Wiring up the control panel was a complete pain in the arse. I bought the excellent MINI-PAC arcade cabinet builders kit from Arcade World UK. It comes with a controller board to convert the switch activity to key presses, loads of buttons, two joysticks and a wiring harness. I ended up buying two new joysticks (these ones) because the included ones just weren’t sensitive enough.
Here’s the finished control panel. The lighting is bad in this photo. I don’t notice any odd reflections on the panel from the varnish when using it day-to-day.
The car speakers I bought for the build were straightforwards enough to mount.
Here’s how the coindoor is mounted. The mounts came with the coindoor assembly.
From the front.
After putting the PC and a power strip inside and pushing the T-moulding in place, the cabinet was in a playable state.
So I moved it out of the garage into my study and played a little Street Fighter II. Obviously Ken rules!

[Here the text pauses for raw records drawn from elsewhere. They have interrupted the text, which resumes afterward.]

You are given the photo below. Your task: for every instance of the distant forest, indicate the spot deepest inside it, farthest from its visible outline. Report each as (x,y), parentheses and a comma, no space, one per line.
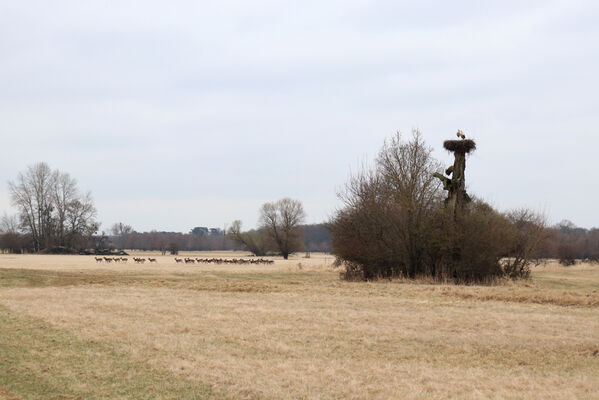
(564,241)
(316,238)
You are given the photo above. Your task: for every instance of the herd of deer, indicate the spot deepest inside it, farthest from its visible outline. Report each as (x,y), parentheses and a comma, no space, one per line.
(187,260)
(123,259)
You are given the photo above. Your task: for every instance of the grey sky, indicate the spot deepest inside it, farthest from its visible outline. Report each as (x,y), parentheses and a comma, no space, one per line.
(184,113)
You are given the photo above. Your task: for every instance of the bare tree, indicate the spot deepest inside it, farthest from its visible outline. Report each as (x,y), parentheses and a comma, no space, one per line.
(51,209)
(9,224)
(120,229)
(280,221)
(32,195)
(253,241)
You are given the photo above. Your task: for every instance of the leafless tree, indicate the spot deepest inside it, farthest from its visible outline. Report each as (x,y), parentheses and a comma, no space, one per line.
(253,241)
(9,224)
(51,208)
(120,229)
(280,221)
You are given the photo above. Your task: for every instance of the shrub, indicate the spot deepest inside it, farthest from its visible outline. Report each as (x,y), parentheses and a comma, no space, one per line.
(395,224)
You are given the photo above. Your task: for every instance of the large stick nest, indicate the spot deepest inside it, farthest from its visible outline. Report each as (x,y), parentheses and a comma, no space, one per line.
(463,146)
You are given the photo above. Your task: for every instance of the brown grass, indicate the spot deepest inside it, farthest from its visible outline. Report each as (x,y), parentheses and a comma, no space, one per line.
(286,332)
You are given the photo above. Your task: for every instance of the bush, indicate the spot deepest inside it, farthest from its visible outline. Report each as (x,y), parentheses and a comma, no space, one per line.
(395,224)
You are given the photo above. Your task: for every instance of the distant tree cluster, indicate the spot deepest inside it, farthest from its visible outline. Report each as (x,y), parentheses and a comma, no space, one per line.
(171,242)
(568,243)
(52,212)
(122,236)
(395,223)
(280,229)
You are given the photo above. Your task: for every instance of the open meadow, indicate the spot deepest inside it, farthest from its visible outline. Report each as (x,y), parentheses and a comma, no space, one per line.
(72,328)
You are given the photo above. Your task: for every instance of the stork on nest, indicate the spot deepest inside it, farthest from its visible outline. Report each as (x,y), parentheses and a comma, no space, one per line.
(463,146)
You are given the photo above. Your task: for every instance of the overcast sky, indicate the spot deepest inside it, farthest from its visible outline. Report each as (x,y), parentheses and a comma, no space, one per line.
(177,114)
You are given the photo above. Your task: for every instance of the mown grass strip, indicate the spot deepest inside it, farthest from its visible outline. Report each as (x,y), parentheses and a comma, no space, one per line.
(38,361)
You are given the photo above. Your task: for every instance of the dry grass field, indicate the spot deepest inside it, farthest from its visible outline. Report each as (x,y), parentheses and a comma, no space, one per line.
(71,328)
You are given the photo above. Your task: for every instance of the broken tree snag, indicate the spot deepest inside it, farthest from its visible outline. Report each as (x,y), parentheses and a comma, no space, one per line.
(455,182)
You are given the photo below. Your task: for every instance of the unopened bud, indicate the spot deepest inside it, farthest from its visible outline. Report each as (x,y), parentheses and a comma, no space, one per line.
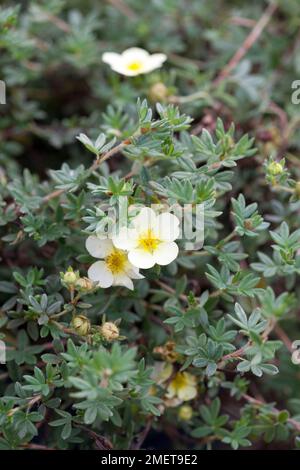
(185,412)
(297,189)
(158,92)
(81,325)
(84,284)
(110,331)
(69,277)
(275,168)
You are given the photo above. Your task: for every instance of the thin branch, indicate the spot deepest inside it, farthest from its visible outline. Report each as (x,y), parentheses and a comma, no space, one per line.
(98,161)
(248,43)
(123,8)
(254,401)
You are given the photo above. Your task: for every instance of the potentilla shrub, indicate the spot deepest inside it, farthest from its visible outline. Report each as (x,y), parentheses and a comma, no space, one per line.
(169,324)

All that was left was for the final touches. I ordered two pieces of plexiglass for the marquee and sandwiched a vinyl sticker from Game on Grafix between them. I then got a piece of 5 mm black tinted plexiglass cut and mounted it to some battens in front of the monitor. All plexiglass was bought from (and cut to size by) Sheet Plastics UK. After glueing some architrave around the base of the plexiglass bezel and putting some vinyl on the sides, I was done.
This project taught me a lot about general wood-working and tool handling. Whilst overall I’m happy with the finish, I definitely would do better next time. Here are a few things I wish I had done differently:
- Routed the front of the control panel for a T-moulded finish
- Mounted the speakers horizontally above the screen rather than angled as it would have made mounting the monitor plexiglass much easier
- Put more thought into how I would mount the monitor plexiglass before I started. It’s currently permenantly fixed in place which will make accessing the monitor difficult if it breaks
- Drilled holes for flipper buttons in the side of the cabinet for virtual pinball games (I may do this if I can be bothered to get the control panel out)
I love my arcade and it’s proving to be really popular with my new friends here in Torquay. In fact, my neighbour and his son were round over the weekend playing. I’m still working on getting my wife to give it a go - if anyone can think of a good game to start her on I’m listening!